Looking up the Autobahn toward Denali Pass.

Denali Pass.

A nuclear explosion or merely a thunderstorm?

Two lonely figures emerge onto the Football Field.

Pig Hill goes by quickly, and I gain the final section of corniced ridge rising gently to the summit. It is not far now. And a good thing too, as there are some awfully gray clouds boiling up out of the valleys to the east. Few things scare me more than bad weather high in the mountains, and I have no desire to be on the featureless summit plateau if and when something nasty blows in. For all that, the last bit to the top is a joy: not difficult but spectacularly exposed, with the drop to the south especially exhilarating. I share the summit with Dane from Colorado, who like me preferred to hike up from 14k rather than to carry loads and camp uncomfortably at 17k.
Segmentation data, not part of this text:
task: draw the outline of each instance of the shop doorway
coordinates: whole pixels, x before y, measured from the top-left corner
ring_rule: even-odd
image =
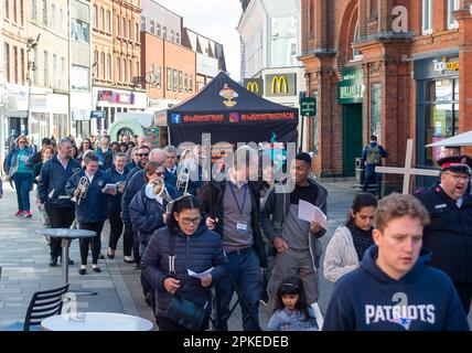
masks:
[[[362,154],[362,104],[343,107],[343,175],[355,175],[355,159]]]

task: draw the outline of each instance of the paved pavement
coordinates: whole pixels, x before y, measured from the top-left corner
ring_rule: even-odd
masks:
[[[326,182],[323,185],[329,190],[329,223],[330,229],[321,239],[328,245],[334,229],[341,225],[346,216],[355,194],[353,180],[342,182]],[[17,218],[15,192],[8,183],[4,185],[4,196],[0,200],[0,328],[13,322],[23,321],[32,295],[37,290],[50,289],[62,285],[62,269],[49,267],[49,246],[44,238],[35,233],[42,228],[41,216],[37,210],[32,208],[31,218]],[[30,194],[33,201],[33,193]],[[101,254],[108,247],[108,224],[101,236]],[[121,240],[115,259],[101,259],[100,274],[95,274],[89,267],[87,275],[78,275],[78,266],[69,267],[69,282],[72,289],[97,291],[94,297],[79,297],[78,310],[104,311],[140,315],[154,322],[151,310],[143,301],[139,271],[132,265],[124,263]],[[73,240],[71,258],[79,263],[78,242]],[[90,260],[89,260],[90,263]],[[320,276],[320,308],[324,312],[331,296],[332,284]],[[266,327],[270,313],[267,307],[261,307],[260,324]],[[471,319],[471,318],[469,318]],[[470,320],[471,321],[471,320]],[[240,310],[236,309],[229,320],[230,330],[240,330]]]

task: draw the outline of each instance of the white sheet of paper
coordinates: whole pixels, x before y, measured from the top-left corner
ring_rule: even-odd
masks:
[[[307,222],[318,222],[324,229],[328,229],[326,215],[315,205],[300,200],[298,204],[298,217],[299,220]]]
[[[206,271],[203,271],[200,274],[196,274],[189,268],[186,269],[186,271],[187,271],[189,276],[202,279],[202,278],[208,277],[208,275],[213,271],[213,269],[214,269],[214,267],[208,268]]]

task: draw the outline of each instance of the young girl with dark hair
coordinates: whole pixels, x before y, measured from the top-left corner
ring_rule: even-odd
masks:
[[[173,244],[174,257],[171,256]],[[205,310],[212,310],[211,287],[226,274],[226,256],[218,234],[210,231],[202,221],[201,204],[194,196],[182,196],[172,204],[167,226],[151,237],[141,272],[155,290],[155,319],[161,331],[187,331],[189,328],[167,317],[172,296],[181,296]],[[213,269],[212,269],[213,268]],[[212,269],[204,278],[189,275]],[[200,330],[206,330],[205,319]]]
[[[267,331],[318,331],[313,309],[308,304],[303,282],[299,277],[289,277],[277,290],[273,314]]]
[[[341,276],[356,269],[365,250],[374,244],[374,213],[377,199],[369,193],[354,197],[344,226],[339,227],[326,247],[324,277],[335,282]]]

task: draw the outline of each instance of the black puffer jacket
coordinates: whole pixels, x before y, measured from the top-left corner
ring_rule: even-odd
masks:
[[[172,235],[175,236],[175,235]],[[157,289],[155,315],[163,317],[172,295],[164,288],[169,275],[169,252],[171,233],[168,227],[155,231],[148,244],[141,263],[141,272],[146,280]],[[187,269],[203,272],[211,267],[212,285],[226,276],[227,259],[223,252],[219,235],[210,231],[202,221],[191,236],[179,232],[175,239],[175,275],[181,280],[178,295],[211,311],[211,286],[202,287],[201,280],[187,275]]]

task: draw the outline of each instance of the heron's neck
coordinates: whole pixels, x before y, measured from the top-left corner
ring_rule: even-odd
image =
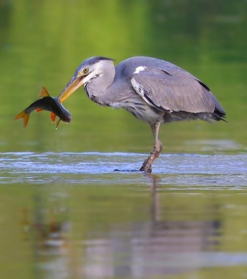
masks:
[[[100,105],[110,105],[114,76],[115,68],[113,66],[85,84],[84,87],[88,97]]]

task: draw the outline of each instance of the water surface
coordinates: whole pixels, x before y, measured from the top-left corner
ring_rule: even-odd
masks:
[[[0,277],[247,277],[245,0],[0,1]],[[56,96],[85,59],[176,64],[217,96],[227,123],[160,128],[82,89],[69,125],[15,115]],[[114,172],[115,169],[120,171]]]

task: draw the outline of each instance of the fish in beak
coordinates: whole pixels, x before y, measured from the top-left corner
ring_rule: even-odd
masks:
[[[69,81],[64,89],[61,92],[58,98],[62,103],[69,97],[74,91],[77,89],[83,84],[83,80],[88,74],[78,74],[76,72],[72,78]]]

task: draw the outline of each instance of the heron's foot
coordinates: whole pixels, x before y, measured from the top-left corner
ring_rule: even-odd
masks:
[[[149,165],[149,164],[147,164],[147,165],[145,166],[144,171],[144,173],[151,173],[152,168],[151,168],[151,165]]]
[[[145,170],[145,168],[146,167],[146,165],[147,165],[148,162],[148,160],[149,159],[149,157],[148,157],[148,158],[147,158],[147,159],[146,159],[145,160],[145,161],[142,163],[142,166],[141,167],[141,168],[140,169],[140,170],[141,171],[141,172],[144,172],[144,170]]]
[[[148,158],[143,162],[142,167],[140,169],[141,172],[151,173],[152,172],[152,164],[153,161],[157,158],[162,151],[162,144],[159,142],[158,146],[154,146]]]

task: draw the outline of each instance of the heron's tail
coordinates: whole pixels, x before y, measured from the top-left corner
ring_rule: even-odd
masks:
[[[19,119],[23,118],[23,127],[25,128],[28,122],[28,118],[29,118],[29,113],[27,113],[26,111],[23,110],[21,112],[20,112],[19,114],[17,114],[15,118],[15,120],[18,120]]]

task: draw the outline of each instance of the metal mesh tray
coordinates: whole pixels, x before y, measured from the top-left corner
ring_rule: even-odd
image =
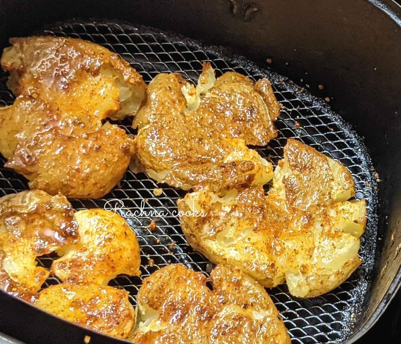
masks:
[[[356,186],[356,197],[366,199],[368,220],[361,238],[360,254],[363,262],[339,287],[321,296],[306,299],[292,296],[285,285],[268,291],[284,319],[293,344],[338,343],[349,337],[373,271],[377,234],[376,178],[361,138],[324,101],[268,69],[240,57],[230,57],[223,48],[154,28],[112,21],[74,20],[46,27],[34,33],[79,38],[101,44],[129,62],[147,83],[159,73],[172,72],[195,82],[205,61],[210,62],[217,76],[235,71],[255,81],[264,77],[270,79],[277,99],[284,106],[275,123],[279,134],[268,147],[256,149],[275,165],[282,157],[286,138],[295,137],[338,160],[352,174]],[[10,105],[14,97],[6,85],[6,75],[4,72],[1,73],[0,105]],[[130,118],[117,123],[133,135],[135,132],[130,127],[132,122]],[[4,168],[4,162],[2,157],[1,195],[28,189],[26,180]],[[162,193],[156,197],[153,190],[159,187],[162,188]],[[119,185],[104,198],[70,200],[75,210],[103,208],[107,200],[117,198],[124,202],[127,210],[138,209],[143,201],[147,212],[156,210],[169,214],[162,218],[127,219],[140,245],[142,275],[140,277],[119,276],[109,285],[128,290],[134,305],[143,279],[163,266],[183,263],[206,275],[213,268],[205,257],[187,244],[178,219],[172,214],[177,209],[177,199],[185,193],[166,185],[157,185],[144,173],[135,175],[128,170]],[[148,227],[152,220],[156,220],[154,230]],[[56,256],[46,255],[38,261],[41,266],[48,268]],[[57,277],[51,276],[43,287],[59,283]]]

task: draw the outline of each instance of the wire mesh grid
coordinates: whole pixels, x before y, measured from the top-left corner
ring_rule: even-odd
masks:
[[[268,147],[256,149],[275,165],[282,157],[286,139],[297,138],[338,160],[348,168],[354,177],[356,198],[367,201],[368,221],[361,240],[360,254],[363,263],[339,287],[321,296],[306,299],[292,296],[285,285],[268,291],[284,320],[293,344],[338,343],[349,336],[352,324],[357,320],[373,269],[376,234],[375,178],[370,158],[357,136],[324,102],[314,98],[286,78],[245,59],[228,57],[213,47],[154,29],[115,22],[73,20],[49,26],[35,33],[79,38],[100,44],[129,62],[147,82],[159,73],[172,72],[196,82],[202,63],[206,61],[211,63],[217,76],[235,71],[254,80],[265,77],[270,79],[276,97],[283,105],[275,123],[279,134]],[[6,86],[6,75],[1,73],[0,105],[10,105],[14,97]],[[134,134],[131,122],[132,119],[126,119],[118,124]],[[25,179],[4,168],[5,161],[1,159],[1,195],[28,189]],[[153,190],[159,187],[162,189],[162,193],[156,197]],[[103,198],[70,200],[75,210],[103,208],[107,201],[117,199],[124,202],[123,213],[142,207],[147,213],[156,210],[168,214],[157,218],[127,218],[140,246],[142,274],[140,277],[119,276],[109,285],[128,291],[134,305],[143,279],[169,263],[183,263],[207,275],[213,268],[207,259],[189,246],[179,220],[173,214],[177,210],[177,199],[185,193],[166,185],[156,185],[145,173],[134,174],[128,170],[119,184]],[[149,226],[152,220],[156,224],[154,229]],[[38,261],[41,265],[49,268],[56,257],[54,254],[46,255]],[[44,287],[59,283],[57,277],[51,276]]]

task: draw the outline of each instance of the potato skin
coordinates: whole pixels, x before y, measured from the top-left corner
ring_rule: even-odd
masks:
[[[145,279],[137,297],[132,340],[140,344],[290,344],[264,289],[232,267],[206,276],[170,264]]]
[[[196,89],[177,73],[153,79],[133,124],[138,128],[134,170],[184,190],[208,186],[216,192],[271,179],[270,163],[246,146],[277,136],[279,106],[269,83],[258,87],[232,72],[213,78],[206,64]]]
[[[286,281],[297,297],[317,296],[360,264],[365,202],[338,202],[354,185],[344,177],[349,173],[344,166],[333,168],[336,162],[293,140],[284,156],[267,195],[260,186],[186,195],[177,202],[181,227],[190,244],[212,263],[237,267],[268,287]],[[206,216],[186,214],[201,210]]]
[[[32,189],[103,197],[122,177],[135,146],[125,130],[102,121],[136,113],[145,96],[142,77],[117,55],[81,39],[10,42],[1,64],[18,96],[0,108],[6,166]]]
It is good to be up here on a warm afternoon, and not in the middle of a bitterly cold night like last time. I snap photos in all directions, narrate some video over my ragged breath, then turn around and head down. In the meantime an opaque veil of cloud has covered the sky, and while the weather is not truly bad, the flat light causes me to trip repeatedly. I slow down while descending the Autobahn, not wishing to have to test my rusty self-arrest skills. It is a relief to reach the ridge below 17k, where rock outcrops give some depth to the monochromatic landscape. I hand-over-hand down the fixed lines (my ethics do not quite stretch to eschewing them entirely) and plunge into dense fog. As if time mattered in the slightest, I nearly run down snow made heavy by the afternoon heat, and walk into camp less than eight hours after leaving it. For today it is enough. Tomorrow will be a different story.

The summit ridge.

Looking down the final stretch of ridge with Foraker in the distance.